NVIDIA's GeForce GTX 970 graphics card is causing quite the controversy lately as enthusiasts discovered that for some reason the GTX 970's last 0.5GB of memory capacity is significantly slower than the rest.
In a surprising move, NVIDIA now updates the official GeForce GTX 970 specifications, claiming there was an error in the reviewer's guide and that the GTX 970 actually has fewer ROPs and less L2 cache memory than the GeForce GTX 980. According to the corrected specifications, the GTX 970 has 56 ROPS instead of 64 ROPS, and 1792KB L2 cache instead of 2048KB.
In laymans terms, the different structure of the GTX 970 required NVIDIA to divide the memory into two pools to prevent dramatic underutilization and to achieve optimal performance and efficiency for the GPU. You can read the full technical explanation at PC Perspective.
A quick note about the GTX 980 here: it uses a 1KB memory access stride to walk across the memory bus from left to right, able to hit all 4GB in this capacity. But the GTX 970 and its altered design has to do things differently. If you walked across the memory interface in the exact same way, over the same 4GB capacity, the 7th crossbar port would tend to always get twice as many requests as the other port (because it has two memories attached). In the short term that could be ok due to queuing in the memory path. But in the long term if the 7th port is fully busy, and is getting twice as many requests as the other port, then the other six must be only half busy, to match with the 2:1 ratio. So the overall bandwidth would be roughly half of peak. This would cause dramatic underutilization and would prevent optimal performance and efficiency for the GPU.
To avert this, NVIDIA divided the memory into two pools, a 3.5GB pool which maps to seven of the DRAMs and a 0.5GB pool which maps to the eighth DRAM. The larger, primary pool is given priority and is then accessed in the expected 1-2-3-4-5-6-7-1-2-3-4-5-6-7 pattern, with equal request rates on each crossbar port, so bandwidth is balanced and can be maximized. And since the vast majority of gaming situations occur well under the 3.5GB memory size this determination makes perfect sense. It is those instances where memory above 3.5GB needs to be accessed where things get more interesting.
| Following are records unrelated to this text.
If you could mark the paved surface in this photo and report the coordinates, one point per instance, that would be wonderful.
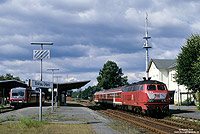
(187, 111)
(74, 113)
(78, 114)
(27, 111)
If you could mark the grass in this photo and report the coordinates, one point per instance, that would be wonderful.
(30, 126)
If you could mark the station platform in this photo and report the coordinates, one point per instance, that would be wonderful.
(77, 114)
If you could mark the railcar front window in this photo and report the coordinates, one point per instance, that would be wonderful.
(20, 94)
(161, 87)
(151, 87)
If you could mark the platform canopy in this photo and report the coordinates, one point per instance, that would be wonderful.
(8, 84)
(70, 85)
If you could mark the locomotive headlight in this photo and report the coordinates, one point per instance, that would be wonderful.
(164, 101)
(150, 101)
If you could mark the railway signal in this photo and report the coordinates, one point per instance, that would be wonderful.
(41, 54)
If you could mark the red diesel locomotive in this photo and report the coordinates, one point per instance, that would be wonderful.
(147, 97)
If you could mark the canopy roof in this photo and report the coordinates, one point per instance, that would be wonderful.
(71, 85)
(8, 84)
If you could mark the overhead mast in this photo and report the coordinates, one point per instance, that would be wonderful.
(146, 45)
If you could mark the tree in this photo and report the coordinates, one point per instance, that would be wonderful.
(9, 76)
(111, 76)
What this means is that on its own and in a vacuum, access to the last 0.5GB of the memory would occur at 1/7th of the speed of the 3.5GB pool of the GTX 970's memory. In real-world gaming benchmarks the difference in performance is much less dramatic though.
Overall, we feel NVIDIA should have been more upfront about this when it launched the GTX 970 as some people may feel they were mislead by the official specifications. However, these new technical details about the GTX 970's design don't change anything in regards to the stance or position of the GTX 970 in the discrete graphics card market. At the end of the day, it's still a very good card that performs exactly as was revealed by the launch day review.